Press Release: Produção nacional de móveis deve recuar (-)3,1% neste ano

A indústria de móveis no Brasil, apresentou queda de 0,9% na produção, em 2014, acompanhando a queda de 0,7% no nº de pessoal ocupado. Em termos nominais, o valor da produção em geral teve alta de 4,1%. Estes números fazem parte do estudo “Mercado Potencial de Móveis em Geral” recém-lançado, elaborado pelo IEMI Inteligência de Mercado.
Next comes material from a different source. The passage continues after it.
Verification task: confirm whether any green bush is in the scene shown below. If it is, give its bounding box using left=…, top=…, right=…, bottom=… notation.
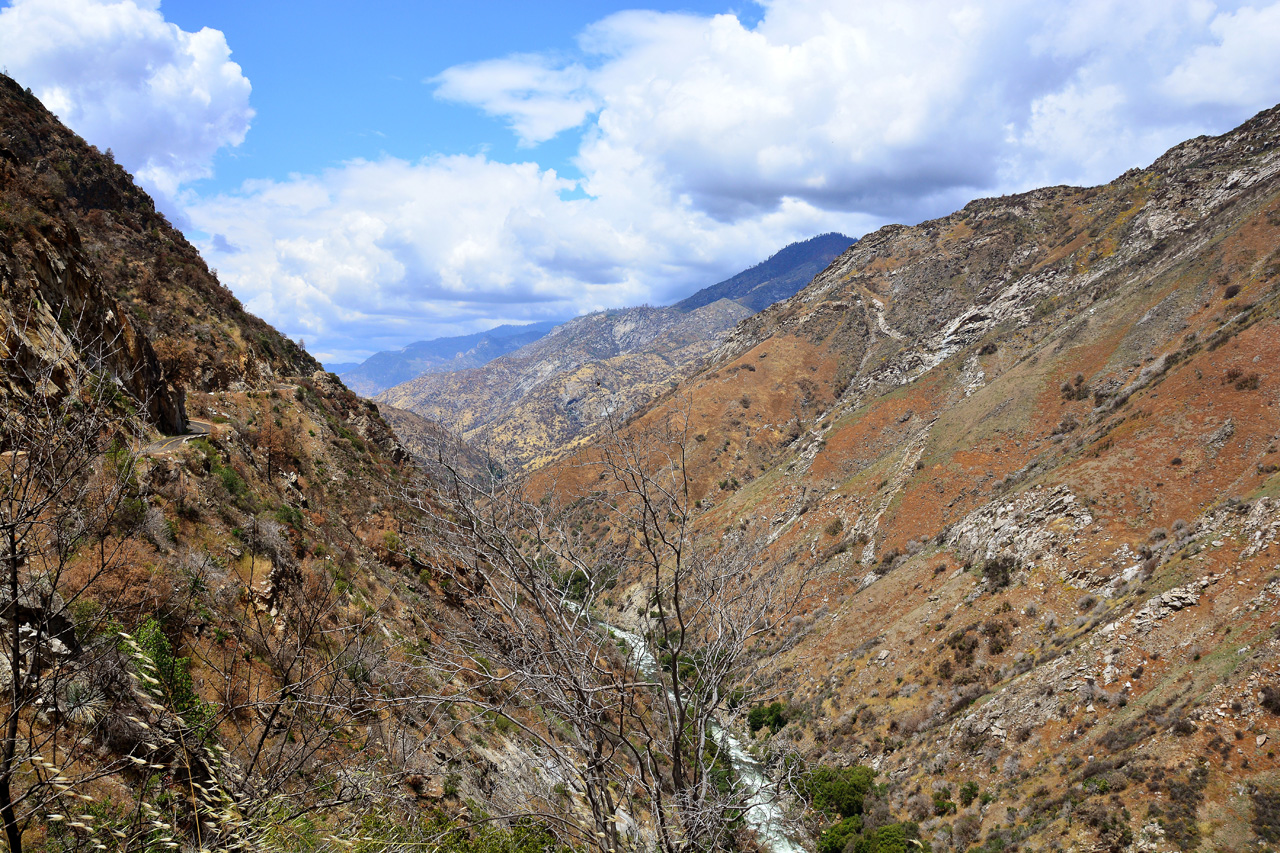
left=818, top=815, right=863, bottom=853
left=799, top=766, right=876, bottom=817
left=746, top=702, right=790, bottom=734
O estudo mostra ainda que, apesar do resultado agregado negativo, as linhas de “móveis para cozinha e banheiros” apresentou uma alta de 2,2% no volume total de peças produzidas. Os “móveis para sala de estar” e os “estofados” cresceram 1,0% em relação ao ano anterior, enquanto que os “móveis de escritório” tiveram um pequeno crescimento, da ordem de 0,4% nos volumes. Dentre as linhas que apresentaram redução na produção, a que mais caiu foi a linha de “móveis para dormitórios”, com (-) 4,4%, seguidos pelos “móveis para sala de estar”, influenciados pela redução do mercado de camas, cada vez mais preteridas pela “box”. Também recuou a linha “outros móveis” (-0,2%), categoria que inclui os móveis institucionais, para hotéis, restaurantes, áreas externas, etc..

Dados como a evolução do consumo aparente e da participação dos importados no suprimento do mercado interno também foram analisados, tendo como base a evolução histórica dos principais indicadores da indústria moveleira no Brasil (produção, investimentos, capacidade instalada, contratação de mão de obra, etc.) e do próprio comércio externo brasileiro de móveis.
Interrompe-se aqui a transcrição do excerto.